If the target hemoglobin level and normal serum ferritin level cannot be achieved, conditions that interfere with iron absorption, as well as the possibility of adverse drug interactions (for example, with antacids), should be excluded.

Prevention of IDA

Primary prevention of IDA and latent iron deficiency is, first of all, a complete, balanced diet for a person at any age. Secondary prevention of IDA is facilitated by regular preventive examinations of the population for the purpose of timely diagnosis and treatment of diseases that can lead to iron deficiency in the body. In this case, screening studies to identify iron deficiency conditions occupy a central place [43]. You should remember about risk groups for the development of latent iron deficiency and IDA. These include people with irreparable causes of iron deficiency (chronic blood loss, malabsorption syndrome, celiac disease, program hemodialysis, inoperable tumors, etc.), vegans and vegetarians, regular blood donors, and pregnant women. They are recommended to take additional preventive iron supplements.

Conclusion

IDA is a very serious and quite common problem, and the medical community is currently actively searching for optimal ways to solve it. Some progress has already been made in the development of effective and safe drugs for the treatment and prevention of iron deficiency conditions. Competent pharmacological correction of IDA can improve the quality of life and increase performance in the vast majority of patients with a similar diagnosis. In this case, it is advisable to use modern drugs, the production technologies of which ensure the maximum possible bioavailability of iron, and also minimize the risk of developing the most common side effects from ferrotherapy.

Etiology and pathogenesis

· Free, unbound iron is toxic to living tissue and can locally destroy the intestinal mucosa.

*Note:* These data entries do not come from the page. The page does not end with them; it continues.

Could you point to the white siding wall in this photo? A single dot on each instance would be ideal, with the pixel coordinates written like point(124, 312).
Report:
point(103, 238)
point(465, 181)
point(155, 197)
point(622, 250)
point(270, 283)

· 10% of ingested iron (Fe 2+) is actively absorbed as ions in the small intestine. After absorption, iron accumulates as Fe3+ in the mucosal storage protein ferritin. From there, iron is transported to the liver, spleen and bone marrow for further storage in ferritin or for inclusion in the heme molecule.

· Iron is transported bound to the transport protein transferrin.

· When the blood's ability to bind iron is exceeded (serum iron > 90 µmol/L), free ions lead to tissue damage in most organs, including the liver and heart.

Progress, complications and prognosis

Gradient

The clinic is divided into four stages, which may overlap.

Often transient symptoms such as lethargy, nausea, vomiting, diarrhea, abdominal pain. Leftover pills cause gray/black vomit and stool. Symptoms disappear after 6-8 hours. When consumed in large quantities, the local effect causes bloody diarrhea.
Symptom of free interval pg transport and distribution of absorbed iron.
The acute phase is observed in few patients. It manifests itself in the form of metabolic acidosis, shock, renal failure, and liver necrosis. Possible death within 1-3 days.
Tension in the gastrointestinal tract due to damage. Complications: hypotension, shock, metabolic acidosis, liver and kidney failure, gastric fibrosis and pyloric obstruction.

Forecast

The prognosis can be serious, but in most cases the poisoning is not life-threatening.
Toxic doses for 2-3 years: 400 mg Fe2+.
Lethal doses: 50 - 300 mg Fe2 + / kg.
Patients who are alive 72 hours after administration make a full recovery.